On the surface this certainly sounds dismal, but not when you look at this in context to other major economies. The Office for Budget Responsibility notes that GDP could plunge by 13% in the UK for the year 2020 and Goldman Sachs reports that the United States, the world’s largest economy, has the expectation that GDP will experience a 10% decline solely due to COVID-19. As the world now has its mind set on rampant quantitative easing measures, it is no longer shocking that the United States Federal Reserve has been so aggressive about economic stimulus. Currently, the world’s idea for remedying this solution seems to be pumping more currency into their respective countries’ economies, hoping they can pay their way out of a recession.

However, Japan has experienced occasions somewhat like this before, when in 2009 GDP shrank by 5.4%. For the US, however, GDP shrinkage of this magnitude, at least in the last 50 years, is generally uncharted territory. In 2009 US GDP shrank by 2.5%. The relationship between 2009 and 2020 projections are four times the effect on American GDP vs roughly only twice as much for Japan (5.4% vs 11.72% & 2.5% vs 10%). For this reason, I feel an overreaction is more likely to occur in US monetary policy.

There are still many unknowns in this unprecedented scenario regarding this pandemic, but one thing seems sure, our new mindset seems that the more a country is projected to shrink, the more aggressive the quantitative easing will be, and that aggressive QE will increase the money supply, which will in turn devalue their respective currencies. For these reasons, I project the yen will increase in value versus the dollar over the next several months.

Yen Weekly Chart
Equity - Gilead Rallies Stock Market

The stock market jumped after a major drug maker presented a promising treatment for patients diagnosed with COVID-19 while policymakers escalated talks of reopening businesses. According to Stat News, a health-care media site, there have been promising results from a drug used to treat COVID-19. This disease has taken the lives of almost 150,000 people world-wide and closed most of the global economy to contain it. Researchers at the University of Chicago Medical Center have reported that they have seen “rapid recoveries” in patients taking Gilead Sciences experimental drug remdesivir in clinical trials.
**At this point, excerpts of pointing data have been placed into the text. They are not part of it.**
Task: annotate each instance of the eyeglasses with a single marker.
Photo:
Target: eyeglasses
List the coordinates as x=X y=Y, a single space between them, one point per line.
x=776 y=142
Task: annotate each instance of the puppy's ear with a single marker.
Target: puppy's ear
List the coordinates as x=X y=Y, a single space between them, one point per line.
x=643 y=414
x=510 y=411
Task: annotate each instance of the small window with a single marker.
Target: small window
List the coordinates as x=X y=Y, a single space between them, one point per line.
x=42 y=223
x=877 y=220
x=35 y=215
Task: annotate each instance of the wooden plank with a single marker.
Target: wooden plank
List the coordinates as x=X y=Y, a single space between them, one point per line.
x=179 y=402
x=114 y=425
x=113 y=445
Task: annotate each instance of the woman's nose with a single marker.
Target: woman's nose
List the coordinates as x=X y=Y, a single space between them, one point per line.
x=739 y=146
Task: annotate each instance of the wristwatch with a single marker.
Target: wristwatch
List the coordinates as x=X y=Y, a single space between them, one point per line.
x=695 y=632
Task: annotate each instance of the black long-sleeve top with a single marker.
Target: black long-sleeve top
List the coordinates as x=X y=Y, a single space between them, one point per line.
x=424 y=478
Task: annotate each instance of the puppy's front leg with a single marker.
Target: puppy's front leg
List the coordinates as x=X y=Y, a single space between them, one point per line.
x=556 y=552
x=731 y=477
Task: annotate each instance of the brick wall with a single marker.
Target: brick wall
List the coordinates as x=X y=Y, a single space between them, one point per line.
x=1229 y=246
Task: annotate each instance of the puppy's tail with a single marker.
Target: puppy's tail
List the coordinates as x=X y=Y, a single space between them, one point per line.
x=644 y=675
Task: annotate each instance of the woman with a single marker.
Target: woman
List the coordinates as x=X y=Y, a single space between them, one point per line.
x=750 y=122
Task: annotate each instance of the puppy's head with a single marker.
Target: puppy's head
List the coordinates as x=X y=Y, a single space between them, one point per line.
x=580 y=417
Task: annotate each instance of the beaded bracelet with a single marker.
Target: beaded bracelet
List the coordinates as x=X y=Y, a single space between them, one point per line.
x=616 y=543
Even though health officials and lawmakers have been saying that this country’s testing capacities fall dangerously short, President Trump released guidelines for a return to normalcy where coronavirus cases are low. Kristina Hooper, a global strategist at Invesco had said, “There is also positive sentiment being generated by the White House’s plan to begin slowly rolling back lockdown measures.  It seems clear that, as of late, stocks have chosen to look through what is expected to be a dramatic drop in earnings, and forward to a resurgence in economic activity in the not-too-distant future.”

Support today is 278000 and 2730 with resistance showing 284000 and again at 285000.